The zoning in Clarence Park & Black Forest is currently RB350. This allows for two storey construction and each house occupying 350 m2 of land now. This zoning has been around for some 25 years or more as far as I can recollect.

As we all know there is very little development that fits this profile. This is not an indication that having the ability to develop to a particular formula is not going to encourage immediate and wholesale change to an area.

If you believe that this is what the current proposals will trigger you should not have purchased your current house because it was ripe back then for wholesale change, change that did not occur.

The other thing we need to be conscious of is the majority of the area will be Residential, still 2 storey and down from 350 m2 to 300 m2 per house. Most of any redevelopment that will occur in this zone will be not the “developers” we all criticize as profit hungry and not concerned about what impact they make on the street. They will be the mums and dads that own the property in your street. They will be you and me.

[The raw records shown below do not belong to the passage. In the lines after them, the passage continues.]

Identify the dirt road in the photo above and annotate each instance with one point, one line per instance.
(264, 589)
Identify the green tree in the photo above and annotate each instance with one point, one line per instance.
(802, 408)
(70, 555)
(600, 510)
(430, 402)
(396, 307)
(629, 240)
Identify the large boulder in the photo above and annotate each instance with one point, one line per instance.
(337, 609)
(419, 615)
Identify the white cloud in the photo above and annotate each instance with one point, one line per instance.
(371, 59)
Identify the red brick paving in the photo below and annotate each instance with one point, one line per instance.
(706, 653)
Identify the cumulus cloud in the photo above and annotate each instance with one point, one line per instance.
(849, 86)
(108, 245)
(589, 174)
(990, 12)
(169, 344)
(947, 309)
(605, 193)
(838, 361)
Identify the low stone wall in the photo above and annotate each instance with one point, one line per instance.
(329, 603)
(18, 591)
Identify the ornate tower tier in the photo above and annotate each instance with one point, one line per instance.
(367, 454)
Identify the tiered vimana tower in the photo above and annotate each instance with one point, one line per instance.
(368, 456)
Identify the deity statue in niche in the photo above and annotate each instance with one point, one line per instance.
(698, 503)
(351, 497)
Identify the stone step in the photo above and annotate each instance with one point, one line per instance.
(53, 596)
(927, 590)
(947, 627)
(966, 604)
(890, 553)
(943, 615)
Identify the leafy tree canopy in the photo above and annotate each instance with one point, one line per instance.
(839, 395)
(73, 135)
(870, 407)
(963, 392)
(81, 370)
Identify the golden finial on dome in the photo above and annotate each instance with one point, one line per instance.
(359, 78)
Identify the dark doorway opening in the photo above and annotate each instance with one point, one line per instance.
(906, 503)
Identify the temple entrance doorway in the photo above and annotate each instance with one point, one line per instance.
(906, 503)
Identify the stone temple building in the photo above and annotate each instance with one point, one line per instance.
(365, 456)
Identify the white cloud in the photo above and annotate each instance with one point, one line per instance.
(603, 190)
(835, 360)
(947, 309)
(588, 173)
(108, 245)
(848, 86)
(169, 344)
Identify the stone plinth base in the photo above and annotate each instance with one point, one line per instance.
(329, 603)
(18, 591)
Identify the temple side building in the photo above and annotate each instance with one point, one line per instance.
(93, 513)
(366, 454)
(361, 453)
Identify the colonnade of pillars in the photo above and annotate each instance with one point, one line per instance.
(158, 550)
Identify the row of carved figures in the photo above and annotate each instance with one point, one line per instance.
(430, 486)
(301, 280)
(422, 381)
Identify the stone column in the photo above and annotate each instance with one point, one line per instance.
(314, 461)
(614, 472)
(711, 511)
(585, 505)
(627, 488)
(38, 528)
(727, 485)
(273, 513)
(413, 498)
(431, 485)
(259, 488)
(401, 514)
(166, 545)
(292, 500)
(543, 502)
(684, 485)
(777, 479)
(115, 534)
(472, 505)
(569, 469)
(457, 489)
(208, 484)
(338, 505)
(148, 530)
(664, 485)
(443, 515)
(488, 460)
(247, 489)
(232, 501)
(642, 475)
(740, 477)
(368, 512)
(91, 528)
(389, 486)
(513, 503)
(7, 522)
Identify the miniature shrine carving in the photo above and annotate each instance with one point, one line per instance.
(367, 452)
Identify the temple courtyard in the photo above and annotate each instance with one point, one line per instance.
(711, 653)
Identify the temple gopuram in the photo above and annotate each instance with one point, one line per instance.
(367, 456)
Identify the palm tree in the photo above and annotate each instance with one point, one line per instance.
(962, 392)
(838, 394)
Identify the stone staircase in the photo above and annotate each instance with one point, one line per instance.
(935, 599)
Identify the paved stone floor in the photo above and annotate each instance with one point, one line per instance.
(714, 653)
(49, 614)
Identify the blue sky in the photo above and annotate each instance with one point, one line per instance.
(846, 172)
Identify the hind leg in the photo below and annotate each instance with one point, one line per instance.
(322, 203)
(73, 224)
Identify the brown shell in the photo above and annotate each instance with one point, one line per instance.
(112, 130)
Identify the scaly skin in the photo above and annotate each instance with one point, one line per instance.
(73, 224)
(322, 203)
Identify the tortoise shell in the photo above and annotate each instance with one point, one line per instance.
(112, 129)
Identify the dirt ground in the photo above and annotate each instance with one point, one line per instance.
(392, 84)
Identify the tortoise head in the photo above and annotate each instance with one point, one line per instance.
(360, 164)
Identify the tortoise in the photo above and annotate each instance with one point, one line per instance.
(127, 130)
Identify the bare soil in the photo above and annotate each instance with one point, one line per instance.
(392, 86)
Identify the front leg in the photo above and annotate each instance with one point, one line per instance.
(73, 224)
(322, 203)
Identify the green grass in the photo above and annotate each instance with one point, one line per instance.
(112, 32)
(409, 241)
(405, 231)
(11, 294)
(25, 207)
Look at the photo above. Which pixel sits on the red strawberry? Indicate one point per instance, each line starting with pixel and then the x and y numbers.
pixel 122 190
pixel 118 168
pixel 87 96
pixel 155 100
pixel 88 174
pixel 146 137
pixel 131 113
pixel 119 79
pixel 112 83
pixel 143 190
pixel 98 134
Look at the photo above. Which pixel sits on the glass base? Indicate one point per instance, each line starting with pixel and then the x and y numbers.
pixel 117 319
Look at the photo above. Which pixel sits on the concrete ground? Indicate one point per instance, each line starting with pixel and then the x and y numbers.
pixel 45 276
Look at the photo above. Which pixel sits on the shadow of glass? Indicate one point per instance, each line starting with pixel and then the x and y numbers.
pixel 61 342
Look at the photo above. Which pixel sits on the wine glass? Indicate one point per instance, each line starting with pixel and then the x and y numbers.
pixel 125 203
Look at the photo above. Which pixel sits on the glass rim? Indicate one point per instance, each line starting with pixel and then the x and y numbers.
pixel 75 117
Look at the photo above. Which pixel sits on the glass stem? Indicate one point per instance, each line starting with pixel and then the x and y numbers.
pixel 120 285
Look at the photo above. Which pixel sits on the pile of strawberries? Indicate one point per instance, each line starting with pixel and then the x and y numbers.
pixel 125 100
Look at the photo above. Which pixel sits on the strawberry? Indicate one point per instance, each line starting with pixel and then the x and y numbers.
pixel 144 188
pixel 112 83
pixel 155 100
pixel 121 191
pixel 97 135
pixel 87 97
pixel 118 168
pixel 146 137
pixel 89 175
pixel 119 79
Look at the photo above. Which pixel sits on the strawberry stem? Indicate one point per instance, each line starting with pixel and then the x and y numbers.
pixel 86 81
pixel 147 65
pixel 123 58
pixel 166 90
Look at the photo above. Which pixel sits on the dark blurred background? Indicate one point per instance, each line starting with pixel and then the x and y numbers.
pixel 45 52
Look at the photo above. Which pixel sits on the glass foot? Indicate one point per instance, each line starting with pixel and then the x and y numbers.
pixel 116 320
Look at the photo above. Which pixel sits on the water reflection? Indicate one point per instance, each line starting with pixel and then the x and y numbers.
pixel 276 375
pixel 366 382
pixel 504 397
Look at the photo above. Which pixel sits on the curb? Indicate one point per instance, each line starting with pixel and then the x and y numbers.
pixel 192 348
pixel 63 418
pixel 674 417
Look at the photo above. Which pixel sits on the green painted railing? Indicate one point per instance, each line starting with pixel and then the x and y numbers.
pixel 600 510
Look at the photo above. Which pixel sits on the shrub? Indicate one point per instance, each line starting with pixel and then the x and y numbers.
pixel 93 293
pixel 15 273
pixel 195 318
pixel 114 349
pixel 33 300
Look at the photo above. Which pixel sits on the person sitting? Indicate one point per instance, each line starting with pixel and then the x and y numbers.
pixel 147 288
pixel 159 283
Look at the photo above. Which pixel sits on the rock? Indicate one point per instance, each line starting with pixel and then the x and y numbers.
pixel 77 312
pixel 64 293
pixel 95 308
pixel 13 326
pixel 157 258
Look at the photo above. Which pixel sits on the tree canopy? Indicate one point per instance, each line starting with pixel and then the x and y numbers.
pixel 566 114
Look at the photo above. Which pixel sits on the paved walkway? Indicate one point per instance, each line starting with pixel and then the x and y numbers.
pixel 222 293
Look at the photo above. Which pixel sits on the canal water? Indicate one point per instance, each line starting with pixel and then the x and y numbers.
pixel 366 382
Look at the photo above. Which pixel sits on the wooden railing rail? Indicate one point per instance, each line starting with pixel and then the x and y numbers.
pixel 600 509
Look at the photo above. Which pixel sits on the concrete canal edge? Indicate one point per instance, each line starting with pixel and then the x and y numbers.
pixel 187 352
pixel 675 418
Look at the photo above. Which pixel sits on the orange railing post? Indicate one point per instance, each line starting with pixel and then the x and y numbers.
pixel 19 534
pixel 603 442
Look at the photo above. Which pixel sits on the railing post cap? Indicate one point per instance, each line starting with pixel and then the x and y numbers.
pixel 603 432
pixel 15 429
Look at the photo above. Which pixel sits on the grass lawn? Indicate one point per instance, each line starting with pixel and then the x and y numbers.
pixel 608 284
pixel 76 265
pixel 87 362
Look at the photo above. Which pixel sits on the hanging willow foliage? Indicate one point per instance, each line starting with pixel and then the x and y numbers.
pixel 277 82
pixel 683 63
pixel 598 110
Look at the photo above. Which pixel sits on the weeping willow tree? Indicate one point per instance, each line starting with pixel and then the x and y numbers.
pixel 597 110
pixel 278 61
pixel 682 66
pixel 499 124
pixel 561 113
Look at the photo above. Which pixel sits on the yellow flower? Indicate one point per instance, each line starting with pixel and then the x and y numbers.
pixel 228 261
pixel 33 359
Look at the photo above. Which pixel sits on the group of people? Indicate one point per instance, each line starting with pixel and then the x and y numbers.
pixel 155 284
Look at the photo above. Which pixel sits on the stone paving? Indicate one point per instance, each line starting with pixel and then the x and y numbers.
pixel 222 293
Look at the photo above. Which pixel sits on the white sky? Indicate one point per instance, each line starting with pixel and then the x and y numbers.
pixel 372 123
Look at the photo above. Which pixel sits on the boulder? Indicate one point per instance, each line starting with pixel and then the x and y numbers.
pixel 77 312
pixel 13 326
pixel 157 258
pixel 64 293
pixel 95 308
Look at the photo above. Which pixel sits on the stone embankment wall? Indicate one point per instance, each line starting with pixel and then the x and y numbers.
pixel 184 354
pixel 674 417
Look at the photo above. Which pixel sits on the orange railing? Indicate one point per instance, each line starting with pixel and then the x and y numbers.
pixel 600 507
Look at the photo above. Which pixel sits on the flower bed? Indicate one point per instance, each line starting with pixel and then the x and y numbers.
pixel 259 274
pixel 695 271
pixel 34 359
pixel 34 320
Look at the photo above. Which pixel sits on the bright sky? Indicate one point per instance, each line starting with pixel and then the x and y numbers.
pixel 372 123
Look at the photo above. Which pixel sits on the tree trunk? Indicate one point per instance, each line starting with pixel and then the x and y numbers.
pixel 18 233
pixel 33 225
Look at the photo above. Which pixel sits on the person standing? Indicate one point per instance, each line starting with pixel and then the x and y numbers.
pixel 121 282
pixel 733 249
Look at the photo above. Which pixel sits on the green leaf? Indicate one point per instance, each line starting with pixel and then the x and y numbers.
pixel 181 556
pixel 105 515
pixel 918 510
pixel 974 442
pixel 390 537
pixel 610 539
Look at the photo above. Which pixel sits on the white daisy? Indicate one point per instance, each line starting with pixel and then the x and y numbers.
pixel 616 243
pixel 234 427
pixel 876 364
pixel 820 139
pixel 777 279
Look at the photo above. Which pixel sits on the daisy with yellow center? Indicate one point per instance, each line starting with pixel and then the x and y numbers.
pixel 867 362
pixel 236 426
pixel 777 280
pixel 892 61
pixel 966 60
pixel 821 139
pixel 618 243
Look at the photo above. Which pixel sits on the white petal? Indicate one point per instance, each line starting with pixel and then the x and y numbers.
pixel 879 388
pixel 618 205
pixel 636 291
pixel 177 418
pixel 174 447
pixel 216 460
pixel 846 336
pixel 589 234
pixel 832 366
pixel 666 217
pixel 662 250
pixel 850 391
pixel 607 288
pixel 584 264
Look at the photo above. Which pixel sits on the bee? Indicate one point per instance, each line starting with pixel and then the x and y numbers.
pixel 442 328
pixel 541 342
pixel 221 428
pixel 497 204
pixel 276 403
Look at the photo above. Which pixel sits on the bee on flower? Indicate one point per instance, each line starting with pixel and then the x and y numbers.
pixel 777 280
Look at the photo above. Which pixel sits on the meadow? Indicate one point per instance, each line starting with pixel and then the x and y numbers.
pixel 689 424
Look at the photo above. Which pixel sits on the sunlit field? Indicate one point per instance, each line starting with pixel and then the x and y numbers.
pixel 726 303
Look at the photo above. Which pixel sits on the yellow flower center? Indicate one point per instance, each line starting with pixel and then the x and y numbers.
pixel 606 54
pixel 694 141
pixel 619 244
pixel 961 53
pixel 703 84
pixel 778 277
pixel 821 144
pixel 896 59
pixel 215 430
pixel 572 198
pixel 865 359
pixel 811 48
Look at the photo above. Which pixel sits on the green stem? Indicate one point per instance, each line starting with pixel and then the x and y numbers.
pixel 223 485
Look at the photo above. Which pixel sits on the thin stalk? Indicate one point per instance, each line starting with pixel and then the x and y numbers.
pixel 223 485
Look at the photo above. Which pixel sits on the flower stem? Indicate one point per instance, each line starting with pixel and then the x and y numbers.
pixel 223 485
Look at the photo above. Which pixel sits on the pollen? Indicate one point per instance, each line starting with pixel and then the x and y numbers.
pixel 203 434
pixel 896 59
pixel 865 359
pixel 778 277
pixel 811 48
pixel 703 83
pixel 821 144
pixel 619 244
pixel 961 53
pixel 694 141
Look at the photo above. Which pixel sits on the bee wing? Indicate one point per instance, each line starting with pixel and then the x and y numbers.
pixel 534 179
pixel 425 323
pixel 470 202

As I noted in an earlier blog post in this series the “developers” we all fear will be restricted in that they will not wait forever to purchase enough adjacent blocks to squeeze the most profit out of your street. This will severely restrict the chances of 3 storeys in the Residential Zone as the third storey is not possible until the land size exceeds 5,000 m2.

They will also be restricted in the regeneration zones because of the need to purchase multiple properties and they don’t have the time to wait if they are looking to maximize profits. It is the institutions that will be in a position to make immediate impact if they have (as they do) already purchased properties on the periphery of theirs.

They are the ones that have the potential too to maximize. So if you live next to an aged care complex then it is far to be concerned. If you don’t please do not panic. See it for what it is.

And of course, what it is needs a lot more work as I have indicated in the remainder f this series of blog posts.